A Quantum-Digital Universe

          @misc{ scivideos_PIRSA:11050042,
            doi = {10.48660/11050042},
            url = {https://pirsa.org/11050042},
            author = {},
            keywords = {Quantum Foundations},
            language = {en},
            title = {A Quantum-Digital Universe},
            publisher = {Perimeter Institute for Theoretical Physics},
            year = {2011},
            month = {may},
            note = {PIRSA:11050042 see, \url{https://scivideos.org/index.php/pirsa/11050042}}
          }
          

Abstract

David Deutsch re-formulated the Church-Turing thesis as a physical principle, asserting that "every finitely realizable physical system can be perfectly simulated by a universal model computing machine operating by finite means". Such principle can be regarded as a new theoretical paradigm, whereby the entire Physics is emerging from a quantum computation.

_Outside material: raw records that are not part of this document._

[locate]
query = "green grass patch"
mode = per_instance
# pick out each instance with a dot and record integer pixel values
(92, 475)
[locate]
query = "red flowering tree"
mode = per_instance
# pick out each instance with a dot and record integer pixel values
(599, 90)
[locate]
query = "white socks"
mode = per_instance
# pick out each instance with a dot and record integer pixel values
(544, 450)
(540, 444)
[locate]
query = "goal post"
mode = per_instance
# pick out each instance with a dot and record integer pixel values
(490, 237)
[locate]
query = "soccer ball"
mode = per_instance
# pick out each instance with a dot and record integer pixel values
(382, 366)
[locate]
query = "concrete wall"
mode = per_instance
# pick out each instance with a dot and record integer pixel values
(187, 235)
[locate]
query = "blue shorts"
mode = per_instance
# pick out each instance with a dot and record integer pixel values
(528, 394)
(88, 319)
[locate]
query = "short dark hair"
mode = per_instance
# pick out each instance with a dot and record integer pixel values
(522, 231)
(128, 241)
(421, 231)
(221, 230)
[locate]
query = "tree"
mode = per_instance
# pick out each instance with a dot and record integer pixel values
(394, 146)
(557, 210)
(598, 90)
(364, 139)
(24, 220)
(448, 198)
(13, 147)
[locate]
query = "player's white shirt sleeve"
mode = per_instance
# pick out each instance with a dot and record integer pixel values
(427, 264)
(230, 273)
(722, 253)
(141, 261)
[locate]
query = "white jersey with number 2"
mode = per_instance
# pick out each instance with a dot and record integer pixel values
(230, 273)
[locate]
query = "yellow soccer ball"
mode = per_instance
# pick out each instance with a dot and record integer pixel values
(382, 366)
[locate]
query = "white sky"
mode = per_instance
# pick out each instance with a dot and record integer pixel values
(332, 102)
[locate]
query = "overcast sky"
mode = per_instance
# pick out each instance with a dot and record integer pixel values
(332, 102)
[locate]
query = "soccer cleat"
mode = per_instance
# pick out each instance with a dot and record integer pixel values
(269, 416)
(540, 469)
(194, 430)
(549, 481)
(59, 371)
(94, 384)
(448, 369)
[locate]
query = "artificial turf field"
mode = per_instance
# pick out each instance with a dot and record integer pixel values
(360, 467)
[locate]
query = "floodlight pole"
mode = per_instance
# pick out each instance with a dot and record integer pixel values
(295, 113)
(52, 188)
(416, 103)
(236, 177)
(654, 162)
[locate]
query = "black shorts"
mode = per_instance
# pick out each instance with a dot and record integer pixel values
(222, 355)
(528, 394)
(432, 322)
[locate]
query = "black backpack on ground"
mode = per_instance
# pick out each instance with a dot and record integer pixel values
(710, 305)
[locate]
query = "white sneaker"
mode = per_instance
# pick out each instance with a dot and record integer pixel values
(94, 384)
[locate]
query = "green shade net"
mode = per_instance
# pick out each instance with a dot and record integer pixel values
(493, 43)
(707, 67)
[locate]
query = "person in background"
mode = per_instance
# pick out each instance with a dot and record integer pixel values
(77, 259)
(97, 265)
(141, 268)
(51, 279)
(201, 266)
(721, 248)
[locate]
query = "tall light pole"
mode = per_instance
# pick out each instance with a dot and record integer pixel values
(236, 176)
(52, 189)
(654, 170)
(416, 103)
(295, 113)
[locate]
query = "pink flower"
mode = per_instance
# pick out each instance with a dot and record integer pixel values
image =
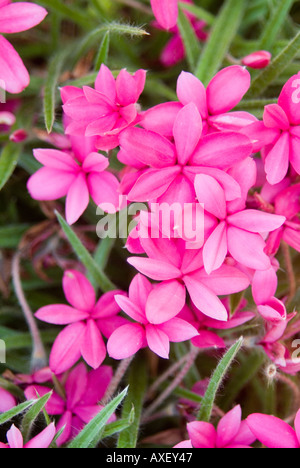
(83, 392)
(7, 401)
(273, 432)
(155, 327)
(238, 232)
(166, 12)
(279, 133)
(77, 175)
(231, 432)
(257, 60)
(179, 269)
(42, 440)
(223, 93)
(86, 321)
(14, 18)
(106, 110)
(172, 166)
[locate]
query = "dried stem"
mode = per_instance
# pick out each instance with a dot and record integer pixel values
(121, 371)
(190, 359)
(39, 358)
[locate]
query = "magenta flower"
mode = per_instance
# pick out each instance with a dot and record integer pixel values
(106, 110)
(83, 392)
(15, 18)
(172, 166)
(153, 328)
(7, 401)
(214, 104)
(166, 12)
(231, 432)
(179, 269)
(86, 321)
(77, 175)
(238, 233)
(273, 432)
(42, 440)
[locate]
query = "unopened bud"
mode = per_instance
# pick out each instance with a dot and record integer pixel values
(257, 60)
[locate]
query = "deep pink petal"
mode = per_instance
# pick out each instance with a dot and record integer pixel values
(158, 341)
(272, 432)
(227, 89)
(66, 348)
(165, 301)
(78, 290)
(20, 17)
(126, 341)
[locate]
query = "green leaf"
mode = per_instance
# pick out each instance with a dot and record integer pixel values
(275, 69)
(216, 380)
(97, 275)
(8, 161)
(90, 436)
(137, 387)
(4, 417)
(273, 26)
(103, 51)
(32, 414)
(190, 40)
(51, 85)
(119, 426)
(199, 12)
(221, 37)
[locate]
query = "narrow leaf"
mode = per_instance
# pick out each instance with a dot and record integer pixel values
(92, 432)
(216, 380)
(8, 161)
(97, 275)
(221, 37)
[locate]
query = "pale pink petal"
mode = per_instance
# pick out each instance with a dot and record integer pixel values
(105, 83)
(275, 117)
(77, 199)
(44, 439)
(205, 300)
(158, 341)
(14, 437)
(215, 249)
(152, 184)
(227, 89)
(20, 17)
(190, 89)
(126, 341)
(166, 12)
(178, 330)
(50, 184)
(60, 314)
(66, 348)
(229, 426)
(256, 221)
(148, 147)
(155, 269)
(187, 132)
(221, 150)
(272, 432)
(277, 160)
(165, 301)
(247, 248)
(160, 119)
(210, 193)
(131, 309)
(202, 434)
(78, 290)
(93, 349)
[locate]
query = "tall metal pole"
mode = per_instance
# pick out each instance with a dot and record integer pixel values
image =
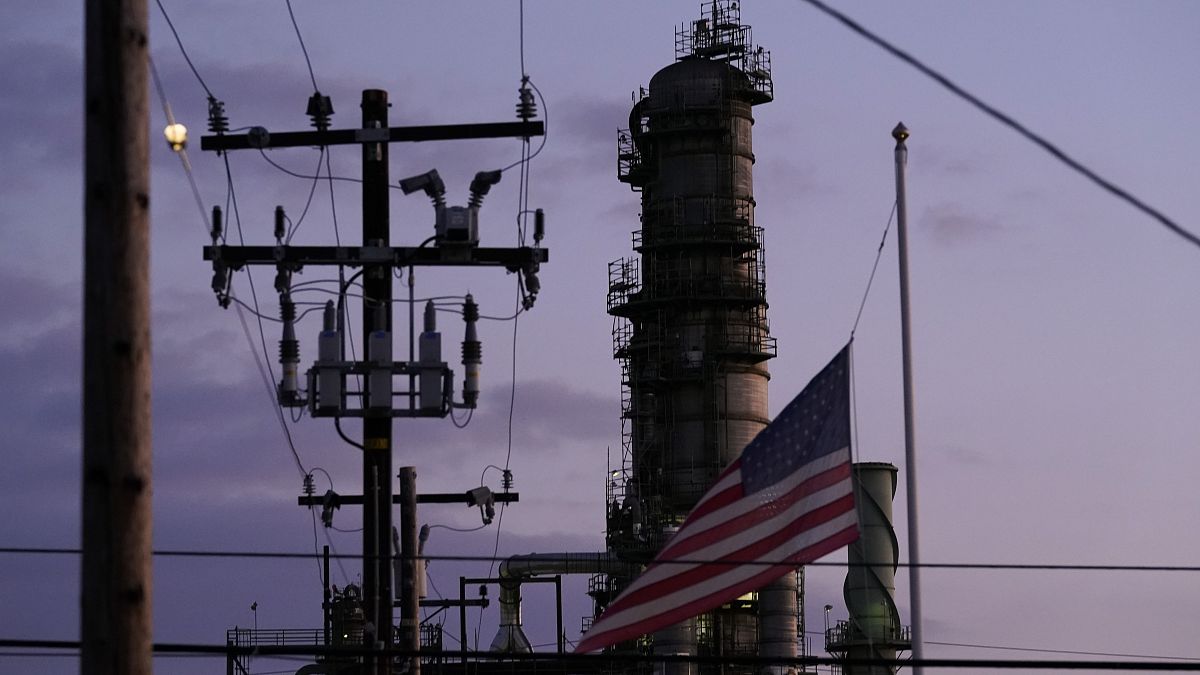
(910, 434)
(409, 602)
(115, 619)
(377, 593)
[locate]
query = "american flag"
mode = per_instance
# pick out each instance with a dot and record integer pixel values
(784, 502)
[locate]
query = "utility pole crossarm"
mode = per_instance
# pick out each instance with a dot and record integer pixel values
(353, 256)
(259, 138)
(426, 499)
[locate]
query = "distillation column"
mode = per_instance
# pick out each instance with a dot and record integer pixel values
(691, 329)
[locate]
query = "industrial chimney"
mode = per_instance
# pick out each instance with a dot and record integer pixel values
(690, 328)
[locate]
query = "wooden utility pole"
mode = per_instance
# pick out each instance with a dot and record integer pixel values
(377, 593)
(409, 601)
(117, 520)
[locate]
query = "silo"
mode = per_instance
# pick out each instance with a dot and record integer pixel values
(690, 326)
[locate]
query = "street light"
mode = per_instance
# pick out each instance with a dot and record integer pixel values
(177, 136)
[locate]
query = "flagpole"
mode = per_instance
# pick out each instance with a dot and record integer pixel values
(910, 443)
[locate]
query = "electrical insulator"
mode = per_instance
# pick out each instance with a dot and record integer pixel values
(217, 120)
(221, 282)
(379, 354)
(217, 226)
(430, 357)
(539, 226)
(279, 225)
(532, 285)
(329, 374)
(527, 108)
(472, 353)
(289, 356)
(321, 108)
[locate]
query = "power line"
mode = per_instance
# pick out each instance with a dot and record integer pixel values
(978, 566)
(183, 51)
(990, 111)
(303, 48)
(210, 650)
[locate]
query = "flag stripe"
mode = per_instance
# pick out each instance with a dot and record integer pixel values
(733, 523)
(785, 501)
(726, 574)
(669, 577)
(594, 640)
(719, 549)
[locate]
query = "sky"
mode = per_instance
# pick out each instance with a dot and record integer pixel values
(1054, 326)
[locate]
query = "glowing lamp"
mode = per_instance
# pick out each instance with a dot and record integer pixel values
(177, 136)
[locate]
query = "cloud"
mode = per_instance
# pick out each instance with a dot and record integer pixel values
(953, 225)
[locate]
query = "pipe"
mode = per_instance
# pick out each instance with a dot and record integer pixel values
(510, 638)
(777, 616)
(874, 629)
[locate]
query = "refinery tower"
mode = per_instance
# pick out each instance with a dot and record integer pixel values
(690, 321)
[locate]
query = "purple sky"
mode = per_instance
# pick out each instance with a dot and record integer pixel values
(1055, 327)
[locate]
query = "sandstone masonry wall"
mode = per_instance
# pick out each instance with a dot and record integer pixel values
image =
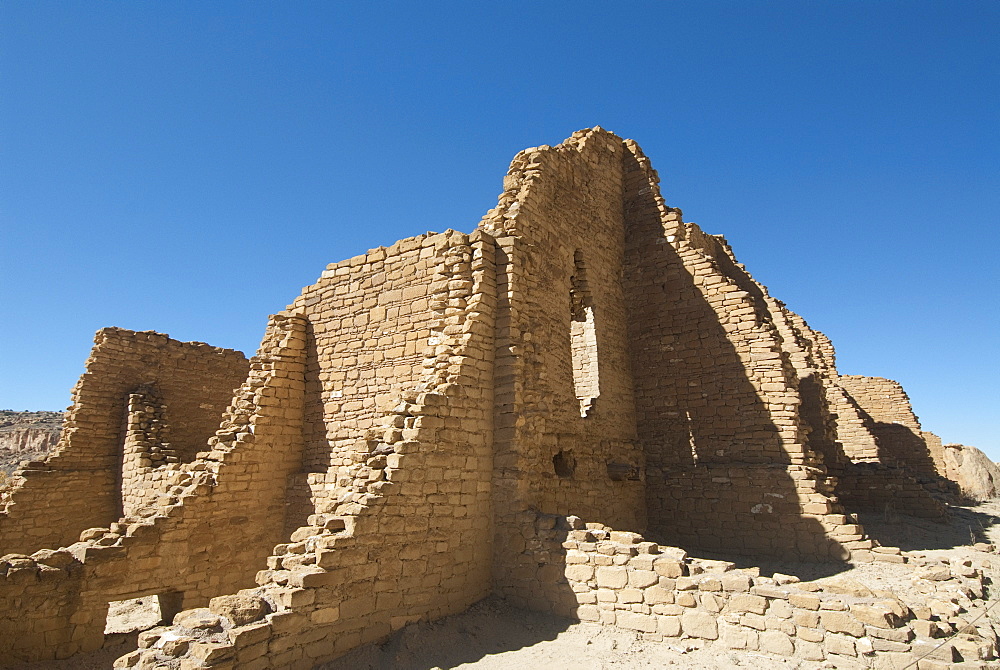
(54, 603)
(565, 417)
(79, 485)
(427, 424)
(415, 541)
(717, 396)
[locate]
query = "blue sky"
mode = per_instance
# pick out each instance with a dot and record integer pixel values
(186, 166)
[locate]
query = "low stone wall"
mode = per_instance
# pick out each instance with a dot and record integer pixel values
(410, 540)
(752, 510)
(593, 573)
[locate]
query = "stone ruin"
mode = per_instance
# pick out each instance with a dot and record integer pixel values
(459, 415)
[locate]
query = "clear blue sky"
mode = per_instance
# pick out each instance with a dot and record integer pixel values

But for a theory to be a good one, it must explain a large class of phenomena based on few general principles. Taking as a general principle the topological homogeneity of the computational network with graph-dimension equal to the space-time dimension corresponds to replacing quantum field theory (QFT) with a numerable set of quantum systems in local interaction. This means to consider QFT as a kind of Fermi-scale thermodynamic" limit of a deeper Planck-scale theory, with the quantum field replaced by a giant quantum computer. In the talk, I will illustrate mechanisms of emergence of physics from the quantum computation in 1+1 dimensions. We will see that Dirac's is just the equation describing the free flow of information, leading to an informational definition of inertial mass and Planck constant. I will then illustrate the emergence mechanism of Minkowsian space-time from the computation, how the field Hamiltonian comes out, and how quantum fields are actually eliminated in favor of qubits. We will see that the digital nature of the field leads to an in-principle observable consequence in terms of a mass-dependent refraction index of vacuum, with the information becoming stationary at the Planck mass. Such refraction index of vacuum is a general phenomenon due to unitariety in the discrete, and can also help in solving the speed-of-light isotropy conundrum posed by digitalization of the field in more than 1 space dimensions. We will also see how the quantum nature of the processed information plays a crucial role in other practical informational issues, e.g. the possibility of driving the information in different directions, without the need of increasing the complexity of the circuit. Finally I will briefly comment about gravity as emergent from the quantum computation, and the connection with Verlinde-Jacobson approach.